Wild Sign by Patricia Briggs

Title: Wild Sign

Author: Patricia Briggs

Series: Alpha & Omega #6

Genre: Urban Fantasy

Rating: 4/5 stars

The Overview: In the wilds of the Northern California mountains, all the inhabitants of a small town have gone missing. It’s as if the people picked up and left everything they owned behind. Fearing something supernatural might be going on, the FBI taps a source they’ve consulted in the past: the werewolves Charles Cornick and Anna Latham. But Charles and Anna soon find a deserted town is the least of the mysteries they face. Death sings in the forest, and when it calls, Charles and Anna must answer. Something has awakened in the heart of the California mountains, something old and dangerous — and it has met werewolves before. –Goodreads

The Review:

Reading a Briggs book always feels like a warm hug.

This is one of my favorite urban fantasy series. And it’s one of the rare few that I don’t complain about the story being dragged out too long. Each novel (both Mercy and Alpha & Omega) adds just a little more depth to the series. The new supernatural beings introduced in each book are always fun to read about, but the real draw is any new information we learn about the Marrok and his pack. There are so many great characters to expand on, it’s easy to see how this series has been able to sustain itself for so long.

In Wild Sign we got to explore the past of Leah, a character who has been a complete enigma up to this point. Her backstory was fascinating and I love that I can go forward knowing a little more about what makes her tick. By extension, we also learned more about Bran in this novel which is a huge bonus. It’s actually kind of funny that I’m so exited about the revelations for these two characters considering they weren’t even the stars of the show.

I heard Patricia Briggs talk about how she comes up with stories at an author signing (which, by the way, was the single best author interaction I’ve ever had. If you have a chance to make one of her events, go! She’s so kind). She starts by giving the characters a problem, then stays in tune with them as she writes to see how they’re going to solve it. In this case the problem was something making the residents of Wild Sign disappear… I’ll leave it at that. I always love the mystery element in her stories. It makes for an engaging, page-turning experience as the characters reason things out and make discoveries. And something about the settings lately have been giving me a modern-day western vibe, which is fun.

This particular book had some cool revelation, but it didn’t advance the plot of the overall series to any significant degree. It did, however, provide some good foreshadowing of what’s to come, for which I’m excited.

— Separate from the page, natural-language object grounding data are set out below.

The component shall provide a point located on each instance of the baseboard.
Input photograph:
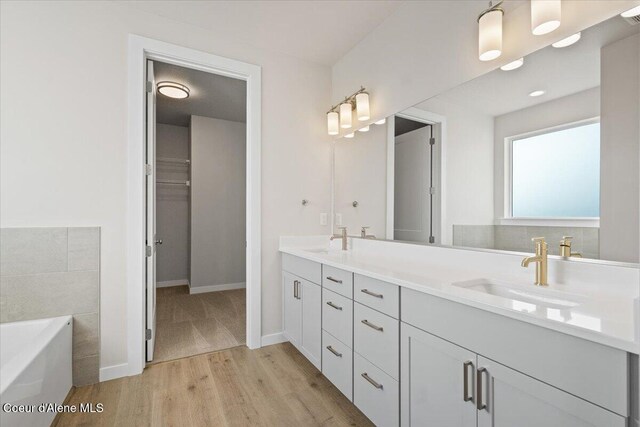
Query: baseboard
(215, 288)
(170, 283)
(272, 339)
(115, 371)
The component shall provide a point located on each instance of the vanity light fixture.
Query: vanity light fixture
(490, 32)
(173, 90)
(545, 16)
(567, 41)
(513, 65)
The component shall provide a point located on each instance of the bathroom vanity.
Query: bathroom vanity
(418, 335)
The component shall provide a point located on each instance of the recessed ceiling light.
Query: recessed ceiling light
(513, 65)
(173, 90)
(568, 41)
(631, 12)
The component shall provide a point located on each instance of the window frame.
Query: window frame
(508, 217)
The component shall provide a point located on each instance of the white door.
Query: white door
(437, 380)
(508, 398)
(151, 211)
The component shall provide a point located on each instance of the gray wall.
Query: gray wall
(620, 140)
(218, 202)
(49, 272)
(172, 205)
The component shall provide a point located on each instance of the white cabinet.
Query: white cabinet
(437, 381)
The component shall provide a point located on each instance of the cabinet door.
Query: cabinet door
(311, 295)
(509, 398)
(433, 376)
(292, 308)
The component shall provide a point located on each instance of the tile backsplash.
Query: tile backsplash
(48, 272)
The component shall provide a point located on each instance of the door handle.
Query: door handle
(480, 403)
(465, 374)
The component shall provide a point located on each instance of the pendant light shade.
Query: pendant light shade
(490, 33)
(362, 106)
(345, 115)
(545, 16)
(333, 125)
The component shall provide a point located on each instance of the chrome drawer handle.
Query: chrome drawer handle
(371, 325)
(371, 380)
(333, 351)
(373, 294)
(330, 304)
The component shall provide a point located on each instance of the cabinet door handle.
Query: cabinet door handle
(373, 294)
(465, 374)
(332, 350)
(371, 380)
(480, 403)
(330, 304)
(371, 325)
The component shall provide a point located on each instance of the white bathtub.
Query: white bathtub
(35, 368)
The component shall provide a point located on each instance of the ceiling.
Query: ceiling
(210, 95)
(317, 31)
(559, 72)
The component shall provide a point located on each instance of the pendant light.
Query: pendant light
(333, 124)
(490, 32)
(545, 16)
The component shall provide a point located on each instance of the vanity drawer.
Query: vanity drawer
(337, 316)
(337, 363)
(377, 294)
(375, 393)
(312, 271)
(376, 337)
(337, 280)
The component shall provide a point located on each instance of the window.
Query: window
(556, 174)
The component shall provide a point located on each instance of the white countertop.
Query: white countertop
(607, 319)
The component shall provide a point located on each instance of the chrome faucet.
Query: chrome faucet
(540, 258)
(343, 236)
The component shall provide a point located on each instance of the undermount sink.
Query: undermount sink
(530, 295)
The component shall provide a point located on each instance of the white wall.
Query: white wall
(620, 144)
(426, 48)
(63, 79)
(218, 202)
(568, 109)
(172, 204)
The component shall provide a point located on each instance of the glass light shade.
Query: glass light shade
(567, 41)
(490, 35)
(333, 125)
(362, 106)
(345, 115)
(513, 65)
(545, 16)
(631, 12)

Recommendations: this is one of my favorite urban fantasy series for a reason. They’re fun, engaging books with great characters, good mysteries, and decent action, adding more depth with each book. I’d strongly recommend reading Mercy Thompson and Alpha & Omega in tandem by publication date, as the overall arc of the series progresses in both series.

I’d like to thank Berkley Publishing Group, Patricia Briggs, and Netgalley for the review copy of Wild Sign!